Chapter 2: Don’t Wait Until You Know Who You Are to Get Started

  • Copy your heroes. Fix what they do wrong and use their work to amplify and transform it into your own — add your own thing to it.
    • Copying — not plagiarism. You’re not passing off their work as your own. You have to make it your own.
  • Dress for the job you want, not the job you have. Do the work you want to do.
  • “If you have one person you’re influenced by, everyone will say you’re the next whoever. But if you rip off a hundred people, everyone will say you’re so original!” — Gary Panter
  • What to copy is a little bit trickier. Don’t just steal the style, steal the thinking behind the style. You don’t want to look like your heroes, you want to see like your heroes.”
    • You get to glimpse into their minds.

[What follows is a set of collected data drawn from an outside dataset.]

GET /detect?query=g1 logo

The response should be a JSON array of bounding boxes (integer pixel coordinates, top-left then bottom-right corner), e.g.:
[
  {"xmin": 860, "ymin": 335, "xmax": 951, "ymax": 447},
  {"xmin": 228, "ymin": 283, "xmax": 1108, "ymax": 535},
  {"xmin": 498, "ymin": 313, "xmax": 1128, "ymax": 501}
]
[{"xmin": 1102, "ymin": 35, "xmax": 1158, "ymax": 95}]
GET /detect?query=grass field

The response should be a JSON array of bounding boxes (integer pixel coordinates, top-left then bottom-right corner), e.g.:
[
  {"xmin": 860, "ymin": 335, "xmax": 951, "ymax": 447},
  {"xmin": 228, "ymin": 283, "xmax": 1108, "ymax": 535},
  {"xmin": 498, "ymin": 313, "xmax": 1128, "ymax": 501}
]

And that’s what you really want.
    • But if you can’t do this, you’ll never understand where they are coming from — and you’ll never be anything more than a knockoff.

Chapter 3: Write the Book You Want to Read

  • “The manifesto is this: Draw the art you want to see, start the business you want to run, play the music you want to hear, write the books you want to read, build the products you want to use—do the work you want to see done.”

Chapter 4: Use Your Hands

  • Use your hands instead of your computer once in a while.

Chapter 5: Side Projects and Hobbies Are Important

  • Have multiple projects going at once. When you’re sick of one, move to another. Move back and forth. This is ‘productive procrastination’.
  • “Take time to mess around. Get lost. Wander. You never know where it’s going to lead you.”
  • Keep all your passions in your life. Don’t discard them.

Chapter 6: The Secret: Do Good Work and Share It with People

  • “If there was a secret formula for becoming known, I would give it to you. But there’s only one not-so-secret formula that I know: Do good work and share it with people.”
  • “People love it when you give your secrets away, and sometimes, if you’re smart about it, they’ll reward you by buying the things you’re selling.”
  • Use the internet to get ideas and projects.
  • “Learn to code. Figure out how to make a website. Figure out blogging. Figure out Twitter and social media and all that other stuff. Find people on the Internet who love the same things as you and connect with them. Share things with them.”

Chapter 8: Be Nice. (The World Is a Small Town.)

  • Harold Ramis: “Find the most talented person in the room, and if it’s not you, go stand next to him. Hang out with him. Try to be helpful.
    • If that’s you, find another room.